Non doversi procedere per intervenuta prescrizione, invece, per: Antonio Tornese 49enne di Lecce; Alba Errico, 52 anni di Squinzano; Maria Giovanna Pitardi 38 anni di Bagnolo del Salento; Lucio Frassanito 75 anni di Lecce; Raffaele Gambuzza 30 anni di San Cesario; Cosimo Magnolo, 53 anni di Taviano; e Giuseppe Erriquez, 59 anni di Nociglia; Fabiola Orlando, 59 anni di Neviano; otto mesi per Ubaldo Walter Ronzini, 49enne di Bari; Antonio De Benedetto, 40 anni di Taviano; Evaristo De Vitis 32anni di Squinzano.

Nel collegio difensivo gli avvocati Massimo Zecca, Giuseppe Bonsegna, Luigi e Roberto Rella, Ladislao Massari, Silvio Verri, Cristiano Solinas, Antonio Savoia, Giuseppe Corleto, Luigi Corvaglia, Paolo Spalluto, Luigi Covella, Maurizio Memmo, Luigi Suez, Andrea Frassanito, Vincenzo Venneri, Massimo Fasano e Biagio Palamà.

Quella condotta per due anni dai militari del Comando provinciale della guardia di finanza di Lecce, sotto la guida del colonnello Patrizio Vezzoli e del comandante del Nucleo di polizia tributaria, Vito Pulieri, e coordinata dal sostituto procuratore della Direzione distrettuale antimafia di Lecce, Elsa Valeria Mignone, è un'inchiesta che ha evidenziato gli interessi del malaffare e della criminalità organizzata nel mondo delle aste giudiziarie per i beni mobiliari e immobiliari del Salento. Un sistema fatto non solo di aste pilotate e truccate con la copertura di professionisti al di sopra di ogni sospetto, ma anche di connivenze e relazioni tra uomini d'affari e pubblici ufficiali.

Sullo sfondo due dei clan storici della Sacra corona unita salentina, quello dei Padovano di Gallipoli e dei Coluccia di Galatina, che avevano incentrato i loro interessi economici proprio sulle aste giudiziarie. Due le figure principali al centro dell'inchiesta, quella di Carmelo Tornese, 64 anni, direttore dell'Istituto vendite giudiziarie (gestito da una società facente capo ai figli), e quella di Giancarlo Carrino, 49 anni, “faccendiere” originario di Nardò. Il primo avrebbe avuto un ruolo di factotum nel settore dell'esecuzione mobiliare, mentre Carrino avrebbe gestito il redditizio mondo dell'esecuzioni immobiliari.

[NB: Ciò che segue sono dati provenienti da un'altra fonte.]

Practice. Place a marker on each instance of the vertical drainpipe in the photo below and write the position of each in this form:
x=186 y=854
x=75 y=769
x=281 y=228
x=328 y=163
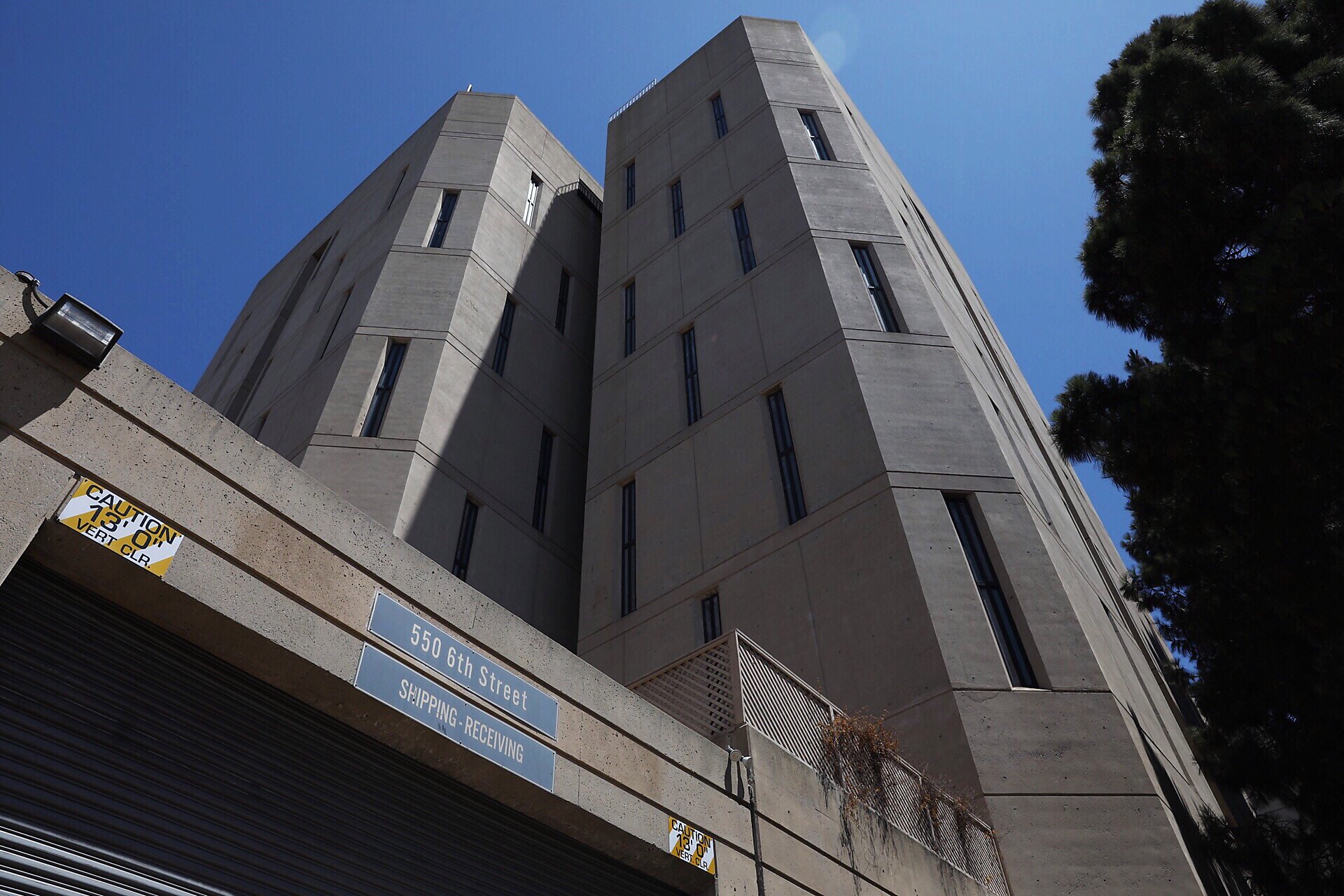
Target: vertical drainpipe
x=736 y=755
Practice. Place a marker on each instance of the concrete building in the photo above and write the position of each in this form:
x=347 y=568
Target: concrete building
x=806 y=428
x=752 y=400
x=206 y=729
x=458 y=276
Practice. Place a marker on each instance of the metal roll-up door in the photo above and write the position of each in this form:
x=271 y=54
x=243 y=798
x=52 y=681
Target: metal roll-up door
x=132 y=762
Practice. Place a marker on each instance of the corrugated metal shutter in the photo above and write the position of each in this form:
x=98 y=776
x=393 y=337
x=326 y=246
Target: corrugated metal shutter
x=132 y=762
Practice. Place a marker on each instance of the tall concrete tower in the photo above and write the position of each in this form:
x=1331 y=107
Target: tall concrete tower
x=806 y=426
x=426 y=352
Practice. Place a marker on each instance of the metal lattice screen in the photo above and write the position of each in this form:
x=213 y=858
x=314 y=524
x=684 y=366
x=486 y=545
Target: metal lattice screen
x=702 y=691
x=698 y=691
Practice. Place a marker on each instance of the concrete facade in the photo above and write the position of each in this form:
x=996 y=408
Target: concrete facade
x=300 y=365
x=1089 y=777
x=277 y=575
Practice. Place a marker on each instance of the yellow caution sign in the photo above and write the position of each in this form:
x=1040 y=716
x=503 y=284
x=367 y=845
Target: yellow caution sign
x=691 y=846
x=118 y=526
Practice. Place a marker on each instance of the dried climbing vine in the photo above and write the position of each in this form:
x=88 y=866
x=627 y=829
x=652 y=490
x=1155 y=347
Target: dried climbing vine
x=857 y=748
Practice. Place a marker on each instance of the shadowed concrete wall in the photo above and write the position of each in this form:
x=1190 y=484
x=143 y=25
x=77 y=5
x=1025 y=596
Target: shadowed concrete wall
x=454 y=429
x=870 y=596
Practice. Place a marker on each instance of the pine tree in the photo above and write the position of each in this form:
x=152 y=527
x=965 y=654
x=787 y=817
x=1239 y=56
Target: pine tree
x=1219 y=237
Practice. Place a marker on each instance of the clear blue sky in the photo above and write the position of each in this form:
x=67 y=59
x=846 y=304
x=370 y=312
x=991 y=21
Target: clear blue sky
x=159 y=158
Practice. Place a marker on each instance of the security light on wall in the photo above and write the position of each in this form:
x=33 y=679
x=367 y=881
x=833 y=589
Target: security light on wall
x=78 y=331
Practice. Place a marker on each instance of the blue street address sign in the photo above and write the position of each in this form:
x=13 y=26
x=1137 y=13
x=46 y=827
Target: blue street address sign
x=435 y=706
x=445 y=654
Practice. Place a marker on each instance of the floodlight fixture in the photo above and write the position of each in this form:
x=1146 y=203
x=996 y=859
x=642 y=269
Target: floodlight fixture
x=78 y=331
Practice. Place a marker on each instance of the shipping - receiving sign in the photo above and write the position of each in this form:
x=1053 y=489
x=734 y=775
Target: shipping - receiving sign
x=435 y=706
x=118 y=524
x=691 y=846
x=463 y=665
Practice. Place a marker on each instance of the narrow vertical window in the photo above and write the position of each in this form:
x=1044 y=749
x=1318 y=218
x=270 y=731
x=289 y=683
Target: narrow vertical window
x=628 y=548
x=788 y=460
x=397 y=190
x=629 y=318
x=721 y=121
x=465 y=535
x=331 y=332
x=321 y=300
x=504 y=335
x=447 y=203
x=710 y=622
x=819 y=143
x=384 y=391
x=881 y=305
x=562 y=304
x=991 y=594
x=543 y=480
x=739 y=225
x=678 y=211
x=691 y=370
x=534 y=194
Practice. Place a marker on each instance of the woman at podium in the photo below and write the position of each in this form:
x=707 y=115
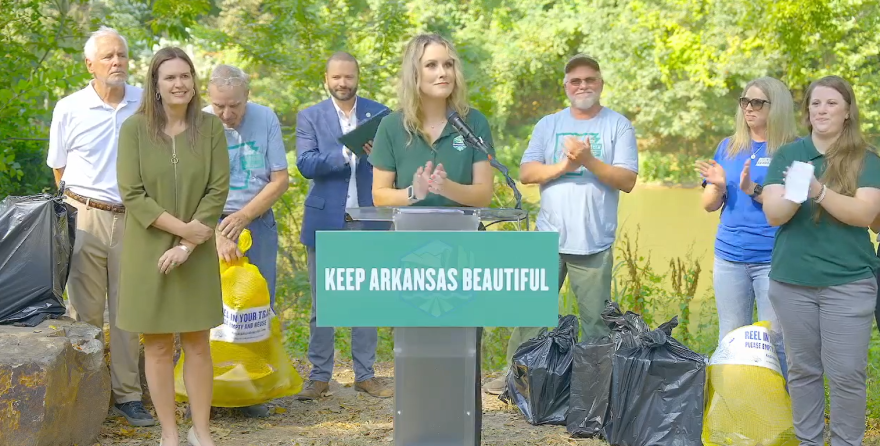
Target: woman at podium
x=418 y=158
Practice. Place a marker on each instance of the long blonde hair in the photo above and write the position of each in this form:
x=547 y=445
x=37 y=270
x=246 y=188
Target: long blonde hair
x=781 y=123
x=408 y=93
x=151 y=107
x=845 y=157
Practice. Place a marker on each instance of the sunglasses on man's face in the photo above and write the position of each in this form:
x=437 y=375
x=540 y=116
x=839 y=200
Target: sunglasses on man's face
x=757 y=104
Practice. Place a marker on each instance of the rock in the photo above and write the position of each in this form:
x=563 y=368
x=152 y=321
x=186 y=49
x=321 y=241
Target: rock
x=54 y=384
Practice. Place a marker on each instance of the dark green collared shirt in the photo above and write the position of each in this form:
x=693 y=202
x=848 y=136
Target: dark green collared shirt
x=392 y=153
x=827 y=253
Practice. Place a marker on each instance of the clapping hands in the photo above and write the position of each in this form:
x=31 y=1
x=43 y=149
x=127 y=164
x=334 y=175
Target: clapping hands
x=429 y=179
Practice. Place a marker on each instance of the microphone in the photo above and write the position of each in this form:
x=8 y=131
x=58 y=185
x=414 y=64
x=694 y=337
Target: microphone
x=476 y=142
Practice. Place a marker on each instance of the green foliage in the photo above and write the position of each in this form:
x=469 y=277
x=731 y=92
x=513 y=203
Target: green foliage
x=38 y=67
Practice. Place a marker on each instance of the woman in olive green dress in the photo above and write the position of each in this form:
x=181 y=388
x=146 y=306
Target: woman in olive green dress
x=173 y=171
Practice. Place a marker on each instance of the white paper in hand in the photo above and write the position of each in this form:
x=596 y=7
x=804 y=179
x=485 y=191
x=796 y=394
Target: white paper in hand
x=797 y=182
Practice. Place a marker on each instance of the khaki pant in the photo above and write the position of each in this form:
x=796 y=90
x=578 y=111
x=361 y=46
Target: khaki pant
x=94 y=283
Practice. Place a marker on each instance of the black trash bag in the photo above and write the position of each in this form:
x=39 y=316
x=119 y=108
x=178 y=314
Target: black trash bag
x=539 y=379
x=37 y=235
x=589 y=407
x=657 y=392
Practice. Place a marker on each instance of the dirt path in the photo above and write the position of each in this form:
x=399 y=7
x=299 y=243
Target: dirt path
x=346 y=418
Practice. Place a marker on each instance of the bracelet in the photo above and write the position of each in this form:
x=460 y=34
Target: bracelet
x=821 y=195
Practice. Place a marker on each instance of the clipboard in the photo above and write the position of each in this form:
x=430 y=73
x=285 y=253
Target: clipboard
x=363 y=133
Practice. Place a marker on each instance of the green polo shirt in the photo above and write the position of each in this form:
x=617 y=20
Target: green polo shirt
x=827 y=253
x=392 y=153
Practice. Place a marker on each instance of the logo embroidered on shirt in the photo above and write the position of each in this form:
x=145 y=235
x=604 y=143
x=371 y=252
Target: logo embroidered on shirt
x=458 y=143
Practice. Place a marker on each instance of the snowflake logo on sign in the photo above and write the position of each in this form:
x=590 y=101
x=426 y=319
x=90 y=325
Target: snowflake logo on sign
x=438 y=266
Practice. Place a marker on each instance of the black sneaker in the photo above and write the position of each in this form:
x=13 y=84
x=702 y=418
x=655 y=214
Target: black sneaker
x=255 y=411
x=135 y=413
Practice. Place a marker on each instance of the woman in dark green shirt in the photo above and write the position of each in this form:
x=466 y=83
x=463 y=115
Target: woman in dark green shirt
x=418 y=158
x=822 y=283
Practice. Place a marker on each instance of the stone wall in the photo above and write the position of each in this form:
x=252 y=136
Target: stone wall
x=54 y=384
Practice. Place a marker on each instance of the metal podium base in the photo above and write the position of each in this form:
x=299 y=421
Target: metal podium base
x=436 y=389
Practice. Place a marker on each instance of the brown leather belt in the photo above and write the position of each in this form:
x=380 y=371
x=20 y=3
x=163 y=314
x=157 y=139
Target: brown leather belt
x=97 y=204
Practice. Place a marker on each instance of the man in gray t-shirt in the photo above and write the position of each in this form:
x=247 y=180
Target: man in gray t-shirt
x=582 y=157
x=257 y=177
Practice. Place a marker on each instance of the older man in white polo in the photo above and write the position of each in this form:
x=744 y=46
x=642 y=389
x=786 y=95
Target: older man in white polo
x=82 y=154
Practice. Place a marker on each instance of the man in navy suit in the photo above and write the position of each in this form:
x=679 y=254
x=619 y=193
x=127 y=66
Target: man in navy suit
x=340 y=180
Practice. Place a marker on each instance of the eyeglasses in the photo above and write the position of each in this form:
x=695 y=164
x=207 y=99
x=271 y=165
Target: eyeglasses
x=231 y=81
x=577 y=82
x=757 y=104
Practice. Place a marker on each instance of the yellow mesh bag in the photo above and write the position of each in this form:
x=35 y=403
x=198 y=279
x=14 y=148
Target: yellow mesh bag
x=250 y=364
x=746 y=400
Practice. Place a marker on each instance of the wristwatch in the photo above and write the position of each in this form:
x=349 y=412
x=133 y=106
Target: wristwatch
x=757 y=191
x=411 y=195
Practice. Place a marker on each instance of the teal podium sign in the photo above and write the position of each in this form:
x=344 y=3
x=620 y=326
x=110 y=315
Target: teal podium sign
x=437 y=279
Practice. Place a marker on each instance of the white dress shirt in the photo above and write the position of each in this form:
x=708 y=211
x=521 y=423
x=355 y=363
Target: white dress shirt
x=83 y=140
x=348 y=124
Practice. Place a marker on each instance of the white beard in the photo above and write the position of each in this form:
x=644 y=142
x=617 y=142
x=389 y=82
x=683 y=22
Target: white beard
x=584 y=103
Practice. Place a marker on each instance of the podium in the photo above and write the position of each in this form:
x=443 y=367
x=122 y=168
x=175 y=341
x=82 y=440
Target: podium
x=437 y=389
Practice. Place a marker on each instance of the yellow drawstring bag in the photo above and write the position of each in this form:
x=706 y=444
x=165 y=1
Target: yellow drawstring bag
x=746 y=400
x=250 y=364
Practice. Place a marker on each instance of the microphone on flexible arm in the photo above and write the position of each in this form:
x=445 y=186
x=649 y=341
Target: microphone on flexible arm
x=476 y=142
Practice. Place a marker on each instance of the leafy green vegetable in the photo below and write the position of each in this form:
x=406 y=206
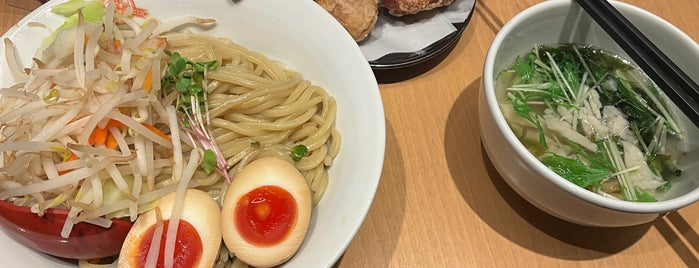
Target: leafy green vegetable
x=92 y=11
x=209 y=161
x=575 y=170
x=187 y=79
x=557 y=82
x=643 y=196
x=298 y=151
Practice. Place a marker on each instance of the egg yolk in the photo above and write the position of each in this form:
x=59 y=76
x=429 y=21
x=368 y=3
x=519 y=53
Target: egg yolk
x=188 y=246
x=265 y=215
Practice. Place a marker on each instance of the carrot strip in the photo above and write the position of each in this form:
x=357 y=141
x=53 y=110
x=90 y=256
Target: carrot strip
x=111 y=142
x=98 y=136
x=148 y=83
x=157 y=131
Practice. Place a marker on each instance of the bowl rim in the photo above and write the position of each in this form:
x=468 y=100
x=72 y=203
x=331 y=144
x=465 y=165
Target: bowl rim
x=569 y=187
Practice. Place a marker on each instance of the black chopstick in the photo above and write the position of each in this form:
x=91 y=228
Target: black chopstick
x=676 y=84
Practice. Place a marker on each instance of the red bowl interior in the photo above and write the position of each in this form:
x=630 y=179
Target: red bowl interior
x=86 y=241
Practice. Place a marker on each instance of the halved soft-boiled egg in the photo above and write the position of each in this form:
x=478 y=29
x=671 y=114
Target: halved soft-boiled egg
x=198 y=233
x=266 y=211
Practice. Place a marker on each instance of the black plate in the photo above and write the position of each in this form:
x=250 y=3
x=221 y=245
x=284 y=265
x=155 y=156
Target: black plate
x=401 y=60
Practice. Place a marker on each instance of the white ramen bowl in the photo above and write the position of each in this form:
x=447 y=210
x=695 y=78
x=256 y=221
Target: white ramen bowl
x=304 y=37
x=557 y=22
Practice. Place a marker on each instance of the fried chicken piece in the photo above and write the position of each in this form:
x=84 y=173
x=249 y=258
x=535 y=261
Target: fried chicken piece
x=405 y=7
x=357 y=16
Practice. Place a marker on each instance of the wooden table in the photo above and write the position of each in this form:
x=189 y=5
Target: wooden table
x=441 y=203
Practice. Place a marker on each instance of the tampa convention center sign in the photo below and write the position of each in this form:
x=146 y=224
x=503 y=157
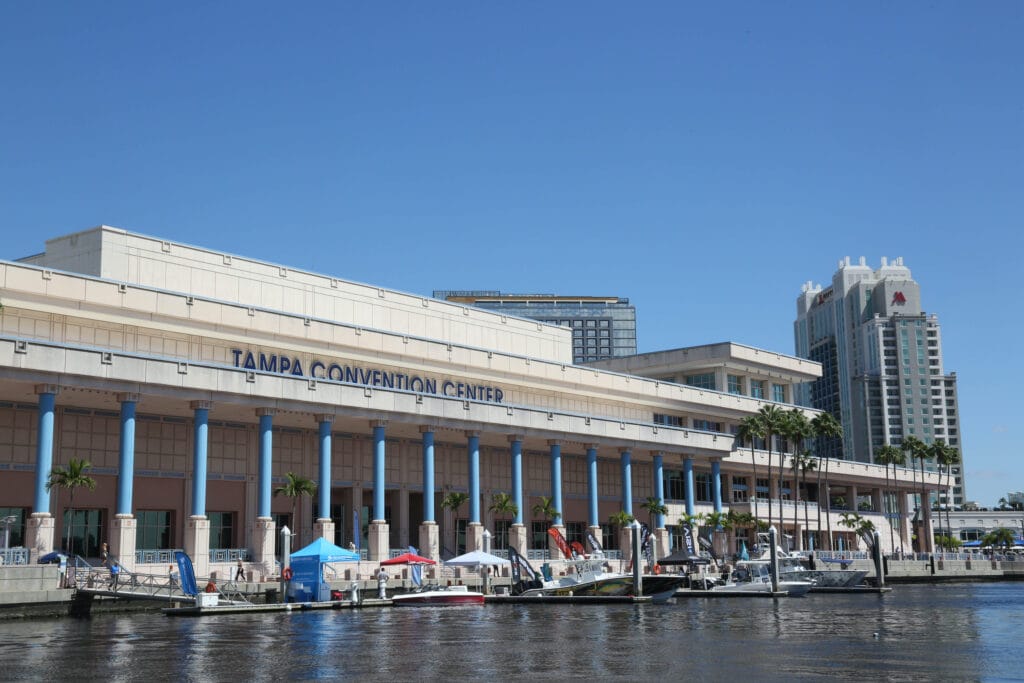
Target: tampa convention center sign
x=375 y=377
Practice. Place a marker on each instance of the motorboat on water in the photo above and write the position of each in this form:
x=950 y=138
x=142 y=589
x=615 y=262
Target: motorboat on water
x=755 y=577
x=592 y=578
x=795 y=566
x=439 y=596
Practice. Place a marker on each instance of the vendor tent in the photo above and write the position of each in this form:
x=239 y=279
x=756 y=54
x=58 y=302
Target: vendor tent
x=307 y=566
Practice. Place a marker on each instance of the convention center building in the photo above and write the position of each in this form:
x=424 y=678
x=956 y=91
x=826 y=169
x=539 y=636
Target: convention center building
x=197 y=383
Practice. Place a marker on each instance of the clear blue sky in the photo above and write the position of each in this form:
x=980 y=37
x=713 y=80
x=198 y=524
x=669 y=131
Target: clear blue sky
x=701 y=159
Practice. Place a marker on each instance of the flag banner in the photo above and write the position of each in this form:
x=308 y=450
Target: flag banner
x=356 y=537
x=560 y=542
x=186 y=572
x=647 y=546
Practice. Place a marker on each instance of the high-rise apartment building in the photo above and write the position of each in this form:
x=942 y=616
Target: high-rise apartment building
x=881 y=358
x=602 y=327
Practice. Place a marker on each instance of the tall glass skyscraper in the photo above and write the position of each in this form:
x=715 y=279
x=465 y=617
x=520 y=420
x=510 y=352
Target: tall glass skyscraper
x=602 y=327
x=881 y=357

Sarebbe stato sempre il faccendiere neretino, come evidenziato dalle numerose intercettazioni telefoniche, a gestire in prima persona i rapporti con i fratelli Padovano, Salvatore (alias “Nino bomba”) e Rosario. Tra gli indagati anche Ferruccio Piscopiello, amministratore delegato (all’epoca ei fatti) della Seta Eu spa, società mista a capitale prevalentemente pubblico, incaricata del servizio di raccolta e trasporto rifiuti urbani e assimilati in numerosi comuni del basso Salento, tra cui quello di Gallipoli. Secondo l'ipotesi accusatoria Piscopiello si sarebbe appropriato di somme rilevanti (non inferiori a 70mila euro) della società da lui amministrata. Per coprire i presunti ammanchi avrebbe poi creato false fatture di pagamento (intestate ad una società di Carrino) e cartelle esattoriali inesistenti emesse da Equitalia nei confronti della società Seta Eu.